Illustration of Pharmacy-Benefit Managers Under Fire: Are Patients Paying the Price?

Pharmacy-Benefit Managers Under Fire: Are Patients Paying the Price?

A new report from the House Committee on Oversight and Accountability highlights that pharmacy-benefit managers (PBMs) are directing patients towards more costly medications and restricting access to pharmacies.

The findings were revealed in a report seen by the Wall Street Journal, following a 32-month inquiry by the committee prior to a hearing featuring executives from the largest PBMs in the country.

PBMs serve as intermediaries for prescription drug plans offered by health insurers, negotiating prices with pharmaceutical companies and establishing the out-of-pocket costs that patients face. The three largest PBMs—Express Scripts, UnitedHealth Group’s OptumRx, and CVS Health’s Caremark—manage about 80% of prescriptions in the U.S.

The committee reported that PBMs have developed preferred drug lists that favor higher-priced brand-name drugs over more affordable alternatives. For instance, it cited emails from Cigna employees that discouraged the use of less expensive options for Humira, a medication for arthritis and other autoimmune diseases, which previously cost around $90,000 annually, while at least one biosimilar was available for half that amount.

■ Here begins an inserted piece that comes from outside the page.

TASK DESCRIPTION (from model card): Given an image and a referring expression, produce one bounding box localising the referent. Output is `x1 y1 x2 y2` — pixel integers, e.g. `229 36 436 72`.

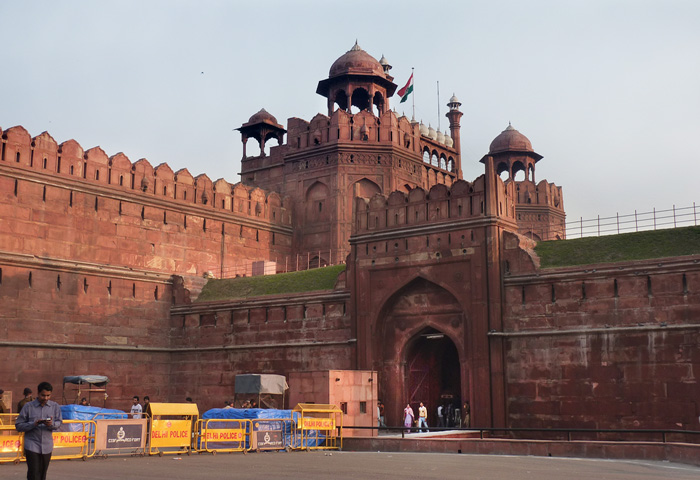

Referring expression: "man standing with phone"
15 382 63 480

Additionally, the committee discovered that Express Scripts informed patients they would incur higher costs for filling prescriptions at local pharmacies compared to receiving a three-month supply through its affiliated mail-order service, effectively limiting patient choice in pharmacy selection.

The U.S. Federal Trade Commission (FTC) released a related report earlier this month, stating that the increasing concentration and vertical integration within the industry has allowed the six largest PBMs to control nearly 95% of all prescriptions filled in the U.S.

The findings are alarming, with the FTC stating that leading PBMs wield significant power affecting Americans’ access to affordable prescription medications. The report suggested that the vertically integrated PBMs have the potential to favor their own affiliated companies, leading to conflicts of interest that could disadvantage independent pharmacies and escalate prescription drug prices.

According to FTC Chair Lina M. Khan, these issues indicate that these intermediaries are “overcharging patients for cancer drugs,” thereby generating over $1 billion in additional revenue.